KL Divergence

Sneiderman, Robby

Foundations

KL Divergence

Kullback-Leibler divergence measures how one probability distribution differs from another. Asymmetric, always non-negative, and central to variational inference, MLE, and RLHF.

CoreTier 1StableCore spine~45 min

Prerequisites

Common Probability Distributions Information Theory Foundations Distance Metrics Compared Total Variation Distance

Quiz (16)Pulse Check Prereq Map

Why This Matters

KL asymmetry is about which mistakes the expectation notices

Penalizes missing target mass, so q spreads to cover every mode.

target distribution papproximation q

Objective

$min_{q} D_{KL} (p ∥ q)$

$The expectation is under the target distribution p, so places where p has mass are expensive to miss.$

Behavior

$A unimodal approximation spreads out to cover both target modes. This is why forward KL is often called mode-covering or mean-seeking.$

ML connection

$NLL = H (p_{data}, q_{θ})$

$MLE and cross-entropy training minimize forward KL up to the fixed entropy of the data distribution.$

KL divergence appears everywhere in machine learning. Maximum likelihood estimation minimizes KL divergence from the data distribution to the model. Variational inference minimizes KL divergence from the approximate posterior to the true posterior. RLHF uses a KL penalty to keep the fine-tuned policy close to the base model. Understanding the asymmetry of KL divergence explains why these different objectives produce different behaviors.

Mental Model

$D_{\text{KL}}(P \| Q)$ measures the expected number of extra bits needed to encode samples from $P$ using a code optimized for $Q$ . It is zero only when $P = Q$ . It is not symmetric: the cost of encoding $P$ -samples with a $Q$ -code differs from encoding $Q$ -samples with a $P$ -code.

Core Definitions

Definition

KL Divergence $D_{KL} (P ∥ Q)$

For discrete distributions $P$ and $Q$ on the same sample space:

$D_{\text{KL}}(P \| Q) = \sum_{x} P(x) \log \frac{P(x)}{Q(x)}$

For continuous distributions with densities $p$ and $q$ :

$D_{\text{KL}}(P \| Q) = \int p(x) \log \frac{p(x)}{q(x)} \, dx$

Convention: $0 \log(0/q) = 0$ and $p \log(p/0) = +\infty$ when $p > 0$ . If $Q$ does not dominate $P$ (there exists $x$ with $P(x) > 0$ but $Q(x) = 0$ ), then $D_{\text{KL}}(P \| Q) = +\infty$ .

Definition

Cross-Entropy $H (P, Q)$

The cross-entropy between $P$ and $Q$ is:

$H(P, Q) = -\sum_{x} P(x) \log Q(x) = H(P) + D_{\text{KL}}(P \| Q)$

where $H(P) = -\sum_x P(x) \log P(x)$ is the Shannon entropy.
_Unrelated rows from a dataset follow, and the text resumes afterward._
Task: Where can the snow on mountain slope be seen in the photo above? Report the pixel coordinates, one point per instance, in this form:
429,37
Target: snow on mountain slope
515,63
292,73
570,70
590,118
Since $H(P)$ is fixed with respect to $Q$ , minimizing cross-entropy over $Q$ is equivalent to minimizing KL divergence.

Main Theorems

Theorem

Gibbs Inequality (Non-negativity of KL Divergence)

Statement

For any two probability distributions $P$ and $Q$ :

$D_{\text{KL}}(P \| Q) \geq 0$

with equality if and only if $P = Q$ almost everywhere.

Intuition

The logarithm is concave. Applying Jensen's inequality to $\log(Q/P)$ under expectation with respect to $P$ gives $\mathbb{E}_P[\log(Q/P)] \leq \log(\mathbb{E}_P[Q/P]) = \log(1) = 0$ . Negating both sides yields $D_{\text{KL}} \geq 0$ .

Proof Sketch

By Jensen's inequality applied to the concave function $\log$ :

$-D_{\text{KL}}(P \| Q) = \mathbb{E}_P\left[\log \frac{Q(X)}{P(X)}\right] \leq \log \mathbb{E}_P\left[\frac{Q(X)}{P(X)}\right] = \log \sum_x Q(x) = 0$

Equality in Jensen's holds iff $Q(X)/P(X)$ is constant $P$ -a.s., which forces $P = Q$ .

Why It Matters

Non-negativity of KL divergence is the foundation for many results. It implies that cross-entropy is always at least the entropy: $H(P, Q) \geq H(P)$ . It also implies that the population minimizer of $D_{\text{KL}}(P \| Q_\theta)$ over a well-specified family is exactly $P$ , which is the identifiability fact behind MLE; full asymptotic consistency of the sample MLE additionally requires standard M-estimation regularity (compactness, continuity, dominated convergence, identifiability). It also ensures the ELBO is a valid lower bound on the log-evidence.

Failure Mode

KL divergence is not a metric. It is not symmetric: $D_{\text{KL}}(P \| Q) \neq D_{\text{KL}}(Q \| P)$ in general. It does not satisfy the triangle inequality. This means you cannot use it as a distance in metric-space arguments. If you need a true metric, consider the total variation distance or Wasserstein distance.

report a correction →

Forward vs. Reverse KL

The two directions of KL divergence produce qualitatively different behavior when fitting an approximate distribution $Q$ to a target $P$ .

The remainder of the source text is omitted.